H1: Variances of the groups are not homogeneous.

$p < 0.05$: H0 REJECTED

$p > 0.05$: H0 NOT REJECTED

In [16]:
t, p_value = shapiro(control["REVENUE"])
print('Test Stat=%.3f, P-value=%.3f'%(t, p_value))

t, p_value = shapiro(test["REVENUE"])
print('Test Stat=%.3f, P-value=%.3f'%(t, p_value))

Test Stat=0.018, P-value=0.000
Test Stat=0.027, P-value=0.000


P-Value is less than 0.05 so we reject H0 hyposesis, indicating that the data does not follow a normal distribution. 
As a result, there is no need to assess the homogeneity of variances.
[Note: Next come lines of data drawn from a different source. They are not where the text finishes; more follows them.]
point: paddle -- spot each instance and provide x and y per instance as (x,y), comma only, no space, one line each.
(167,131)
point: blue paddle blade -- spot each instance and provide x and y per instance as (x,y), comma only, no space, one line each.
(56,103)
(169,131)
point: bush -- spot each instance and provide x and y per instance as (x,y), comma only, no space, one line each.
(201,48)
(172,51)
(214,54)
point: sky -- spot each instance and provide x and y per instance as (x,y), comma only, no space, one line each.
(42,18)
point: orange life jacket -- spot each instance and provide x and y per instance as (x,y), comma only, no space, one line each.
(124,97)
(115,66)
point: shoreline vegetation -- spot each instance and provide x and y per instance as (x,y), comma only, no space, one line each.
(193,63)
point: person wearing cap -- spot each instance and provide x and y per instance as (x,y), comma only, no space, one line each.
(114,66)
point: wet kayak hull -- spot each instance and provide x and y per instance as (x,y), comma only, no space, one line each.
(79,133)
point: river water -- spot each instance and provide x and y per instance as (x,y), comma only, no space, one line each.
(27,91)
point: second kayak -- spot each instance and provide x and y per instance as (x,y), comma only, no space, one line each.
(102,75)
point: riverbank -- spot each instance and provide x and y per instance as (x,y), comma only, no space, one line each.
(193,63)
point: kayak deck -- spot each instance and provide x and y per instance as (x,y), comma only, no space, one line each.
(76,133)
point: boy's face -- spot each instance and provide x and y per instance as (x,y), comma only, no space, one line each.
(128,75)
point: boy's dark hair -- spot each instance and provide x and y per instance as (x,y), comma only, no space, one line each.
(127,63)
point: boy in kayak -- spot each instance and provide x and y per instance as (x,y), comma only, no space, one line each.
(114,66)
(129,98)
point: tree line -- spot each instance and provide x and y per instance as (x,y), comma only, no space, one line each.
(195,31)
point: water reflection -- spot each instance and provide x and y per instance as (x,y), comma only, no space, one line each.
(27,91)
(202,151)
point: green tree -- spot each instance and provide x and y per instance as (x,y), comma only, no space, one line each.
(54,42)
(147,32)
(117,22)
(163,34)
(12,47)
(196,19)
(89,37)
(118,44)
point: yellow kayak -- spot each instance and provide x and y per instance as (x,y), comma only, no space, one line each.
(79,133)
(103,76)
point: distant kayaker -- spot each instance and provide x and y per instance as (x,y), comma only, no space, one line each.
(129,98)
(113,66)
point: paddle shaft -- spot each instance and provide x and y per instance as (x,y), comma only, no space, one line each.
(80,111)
We can proceed directly to non-parametric statistical analysis, specifically the Mann-Whitney test.

# Step 3 - Performing Mann-Whitney non-parametric test 

In [17]:
test_stat,pvalue = mannwhitneyu(control["REVENUE"],
                                test['REVENUE'])
print('Test stat = %.4f, P-value=%.4f'%(test_stat,pvalue))

Test stat = 12521564.0000, P-value=0.4783


Result: P-valie > 0.05 that means that we accept the null hypothesis. In this context, we conclude that there is no statistically significant difference in terms of revenue between the Control and Variant Groups.